Condomínio arrecada R$ 700 mil por mês
Com 30% de seus 1.103 apartamentos vagos e um condomínio que pode variar de R$ 260 a cerca de R$ 1.400, a administração do edifício arrecada cerca de R$ 700 mil todos os meses. Segundo outro condômino ouvido por O TEMPO, uma questão muito questionada por eles é a falta de transparência. “Não há reuniões, não temos acesso à prestação detalhada das contas, então não sabemos em que o dinheiro é gasto. A prestação que existe é uma folha afixada na entrada dos dois prédios que diz a arrecadação total e o valor das despesas com funcionários. Mas não sabemos quantos funcionários são, quanto eles ganham, nada”, pondera outra moradora, que chegou há poucos anos ao condomínio.
“É muito dinheiro, e a gente não vê sendo aplicado. Tem um elevador que não funciona há quase dez anos; os outros toda hora estragam. Vivo aqui com medo, pela falta de manutenção”, pontua um morador.
Especialista diz que exigência pode ser considerada abusiva
O advogado especialista em direito imobiliário Marcelo Mantuano afirma que a exigência de caução de R$ 4 milhões para concorrer ao cargo de síndico pode ser considerada “abusiva”.
“Isso só poderia ser exigido se estivesse expressamente previsto na convenção do condomínio, o que é pouco provável que esteja. Se não estiver, é uma exigência ilegal, que não pode acontecer, pois se torna uma barreira de entrada para todos os condôminos”, defende.
Segundo ele, o máximo que pode ocorrer é o afastamento da candidatura de um morador inadimplente. “Fora isso, me parece uma exigência ilegal. Não é normal um síndico ficar 40 anos à frente de um prédio. É importante ter alternância até para não ficar aquela sensação de um síndico ser dono do empreendimento”, completa.

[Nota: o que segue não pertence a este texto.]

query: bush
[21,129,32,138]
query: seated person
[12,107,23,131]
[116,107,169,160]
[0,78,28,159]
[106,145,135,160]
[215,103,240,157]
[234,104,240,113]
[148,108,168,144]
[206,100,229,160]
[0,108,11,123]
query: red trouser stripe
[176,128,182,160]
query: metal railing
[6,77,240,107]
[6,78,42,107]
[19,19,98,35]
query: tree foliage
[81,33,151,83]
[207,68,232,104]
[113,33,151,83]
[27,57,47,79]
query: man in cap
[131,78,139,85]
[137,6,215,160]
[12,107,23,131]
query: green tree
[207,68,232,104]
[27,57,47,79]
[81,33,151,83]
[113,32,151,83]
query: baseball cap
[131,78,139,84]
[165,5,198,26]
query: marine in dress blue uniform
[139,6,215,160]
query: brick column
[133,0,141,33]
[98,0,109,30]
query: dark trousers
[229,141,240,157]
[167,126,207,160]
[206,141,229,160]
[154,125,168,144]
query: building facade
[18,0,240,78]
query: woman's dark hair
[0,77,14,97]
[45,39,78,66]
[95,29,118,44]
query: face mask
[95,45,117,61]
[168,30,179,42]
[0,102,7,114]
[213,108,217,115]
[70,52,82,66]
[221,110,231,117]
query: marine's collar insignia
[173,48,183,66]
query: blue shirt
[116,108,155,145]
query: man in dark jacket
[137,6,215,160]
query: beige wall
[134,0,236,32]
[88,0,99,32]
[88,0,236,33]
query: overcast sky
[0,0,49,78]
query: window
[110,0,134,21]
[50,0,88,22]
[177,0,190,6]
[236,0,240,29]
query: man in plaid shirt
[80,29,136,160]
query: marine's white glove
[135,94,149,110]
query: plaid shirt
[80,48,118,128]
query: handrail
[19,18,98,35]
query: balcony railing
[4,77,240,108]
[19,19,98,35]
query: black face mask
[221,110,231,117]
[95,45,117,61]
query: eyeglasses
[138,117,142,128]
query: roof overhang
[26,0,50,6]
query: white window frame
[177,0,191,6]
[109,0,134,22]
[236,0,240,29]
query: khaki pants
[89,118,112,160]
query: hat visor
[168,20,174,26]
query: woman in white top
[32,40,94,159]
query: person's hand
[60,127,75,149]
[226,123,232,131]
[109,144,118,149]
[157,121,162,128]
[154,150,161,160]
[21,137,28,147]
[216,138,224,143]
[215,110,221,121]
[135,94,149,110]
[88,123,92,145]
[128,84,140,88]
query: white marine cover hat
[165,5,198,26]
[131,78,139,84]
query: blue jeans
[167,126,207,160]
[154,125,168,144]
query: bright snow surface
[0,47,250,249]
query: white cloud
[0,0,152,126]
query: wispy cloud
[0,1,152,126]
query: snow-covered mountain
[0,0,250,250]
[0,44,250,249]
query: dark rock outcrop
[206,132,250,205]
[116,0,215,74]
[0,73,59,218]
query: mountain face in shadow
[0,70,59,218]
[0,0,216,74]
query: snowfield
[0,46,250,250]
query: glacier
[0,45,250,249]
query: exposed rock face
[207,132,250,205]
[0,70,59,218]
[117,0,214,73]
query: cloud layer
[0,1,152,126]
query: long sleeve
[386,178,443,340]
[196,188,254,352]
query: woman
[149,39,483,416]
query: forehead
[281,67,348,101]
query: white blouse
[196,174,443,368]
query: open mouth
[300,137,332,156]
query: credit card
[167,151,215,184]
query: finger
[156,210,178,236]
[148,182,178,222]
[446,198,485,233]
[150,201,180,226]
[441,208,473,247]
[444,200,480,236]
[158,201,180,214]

Ele explica ainda que a exigência do pagamento do condomínio em dinheiro não é ilegal, mas não é razoável, já que a movimentação de grandes volumes de dinheiro em espécie é até mesmo restrita pela legislação do Banco Central. “Manejar grandes recursos dificulta justamente a prestação de contas, que é um dever do síndico”.
O promotor Fabrício Costa Lopo, do Ministério Público de Minas Gerais (MPMG), explica que o órgão só pode agir em questões que tratem da preservação do projeto arquitetônico original de Oscar Niemeyer e a segurança dos moradores. “Mas não há nada que impeça os moradores de formar um grupo de inconformados para procurar o Poder Judiciário sobre a situação”, diz. A Polícia Civil informou que, com base nas informações repassadas, não foi possível localizar registro de ocorrência policial relacionado ao nome da síndica.